Connection to this news: The AMB Abhiyaan's new digital infrastructure (JANANI Portal, RBSK, U-WIN, and the proposed unified AMB Portal) mirrors and deepens the digital accountability architecture already built under POSHAN 2.0, creating an integrated ecosystem for tracking anaemia outcomes from birth through reproductive age.
India's Anaemia Burden — Scale and WHO Context
India carries one of the world's largest anaemia burdens. Anaemia — defined by the WHO as haemoglobin below 11 g/dL in children and pregnant women, and below 12 g/dL in non-pregnant adult women — affects nutrition, cognitive development, maternal outcomes, and worker productivity.
- According to NFHS-5 (2019–21): 67.1% of children (6–59 months), 57% of women (15–49 years), and 52.2% of pregnant women in India are anaemic.
- India's National Nutritional Anaemia Prophylaxis Programme (NNAPP) — launched in 1970 — was the predecessor to AMB; it focused primarily on pregnant women and children under five.
- WHO classifies anaemia prevalence of ≥40% as a "severe public health problem."
- Iron deficiency anaemia is the most common micronutrient deficiency globally, affecting approximately 1.62 billion people worldwide (WHO).

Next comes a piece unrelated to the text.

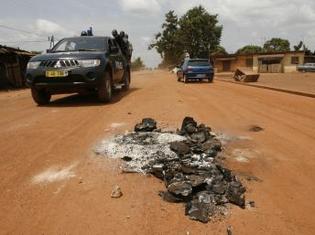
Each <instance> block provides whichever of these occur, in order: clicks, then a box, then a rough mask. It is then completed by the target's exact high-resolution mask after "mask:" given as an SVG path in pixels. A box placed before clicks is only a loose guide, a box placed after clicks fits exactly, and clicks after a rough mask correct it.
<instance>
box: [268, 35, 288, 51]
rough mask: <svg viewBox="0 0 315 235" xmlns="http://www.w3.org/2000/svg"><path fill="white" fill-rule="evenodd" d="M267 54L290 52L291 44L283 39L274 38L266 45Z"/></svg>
mask: <svg viewBox="0 0 315 235" xmlns="http://www.w3.org/2000/svg"><path fill="white" fill-rule="evenodd" d="M264 50H265V51H266V52H284V51H290V42H289V41H288V40H286V39H282V38H272V39H271V40H268V41H267V42H265V44H264Z"/></svg>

- Anaemia in women and adolescent girls is a significant contributor to maternal mortality, low birth weight, and impaired cognitive performance in children.
Connection to this news: The scale of NFHS-5 data — showing that more than half of women and children remain anaemic — provides the public health justification for upgrading the AMB strategy into a more comprehensive Abhiyaan format with expanded beneficiary coverage, dietary interventions, and real-time digital monitoring.
Key Facts & Data
- Anaemia Mukt Bharat launched in 2018 as part of POSHAN Abhiyaan; now upgraded to AMB Abhiyaan with a 7x7x7 strategy.

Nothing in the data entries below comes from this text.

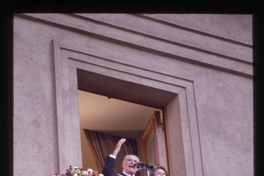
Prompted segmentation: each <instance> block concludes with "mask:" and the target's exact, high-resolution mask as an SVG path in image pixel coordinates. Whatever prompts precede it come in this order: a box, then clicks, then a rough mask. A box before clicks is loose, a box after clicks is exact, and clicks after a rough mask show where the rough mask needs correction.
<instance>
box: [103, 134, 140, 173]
mask: <svg viewBox="0 0 264 176" xmlns="http://www.w3.org/2000/svg"><path fill="white" fill-rule="evenodd" d="M124 142H126V139H125V138H122V139H120V140H119V141H118V142H117V144H116V147H115V149H114V151H113V153H112V154H110V155H109V156H107V157H106V161H105V165H104V168H103V170H102V174H103V175H104V176H134V175H135V173H136V172H137V171H138V168H137V164H138V163H139V161H140V160H139V158H138V157H137V156H136V155H133V154H128V155H126V156H125V157H124V159H123V161H122V168H123V172H122V173H120V174H116V173H115V172H114V166H115V160H116V156H117V154H118V153H119V151H120V148H121V146H122V144H123V143H124Z"/></svg>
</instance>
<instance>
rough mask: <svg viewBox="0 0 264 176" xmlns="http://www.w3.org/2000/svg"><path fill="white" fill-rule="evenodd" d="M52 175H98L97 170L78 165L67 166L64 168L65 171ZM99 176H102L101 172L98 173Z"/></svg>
mask: <svg viewBox="0 0 264 176" xmlns="http://www.w3.org/2000/svg"><path fill="white" fill-rule="evenodd" d="M54 176H98V171H94V170H93V169H91V168H89V169H87V170H85V169H84V168H80V167H78V166H74V167H73V168H72V166H69V168H68V169H66V172H65V173H64V174H58V173H56V174H54ZM99 176H103V174H101V173H100V174H99Z"/></svg>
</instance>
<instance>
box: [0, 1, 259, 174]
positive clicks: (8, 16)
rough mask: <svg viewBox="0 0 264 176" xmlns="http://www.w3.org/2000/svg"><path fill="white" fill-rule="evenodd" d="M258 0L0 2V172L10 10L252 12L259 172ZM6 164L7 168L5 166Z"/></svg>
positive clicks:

- New (seventh) beneficiary group: low birth weight (LBW) infants aged 0–6 months.
- New (seventh) intervention: "Eating Right" — daily iron-rich and diverse dietary habits.
- New (seventh) institutional mechanism: strengthened digital monitoring and evaluation.
- Digital tracking platforms: JANANI Portal (pregnant women), RBSK and U-WIN portals (children), converging into a unified AMB Abhiyaan Portal.
- NFHS-5 (2019–21): 67.1% of children (6–59 months), 57% of women aged 15–49, and 52.2% of pregnant women are anaemic in India.
- WHO anaemia threshold: Hb < 11 g/dL (children, pregnant women); Hb < 12 g/dL (non-pregnant women).
- WHO classifies anaemia prevalence ≥40% as a severe public health problem — India falls in this category across all major demographic groups.
- POSHAN 2.0 launched in 2021, consolidating ICDS and nutrition schemes into a unified convergent framework.
- India's predecessor anaemia programme — NNAPP — was launched in 1970, focusing on pregnant women and children under five.
- IFA supplementation for pregnant women: 180 tablets over the course of pregnancy (100 mg elemental iron + 500 mcg folic acid daily).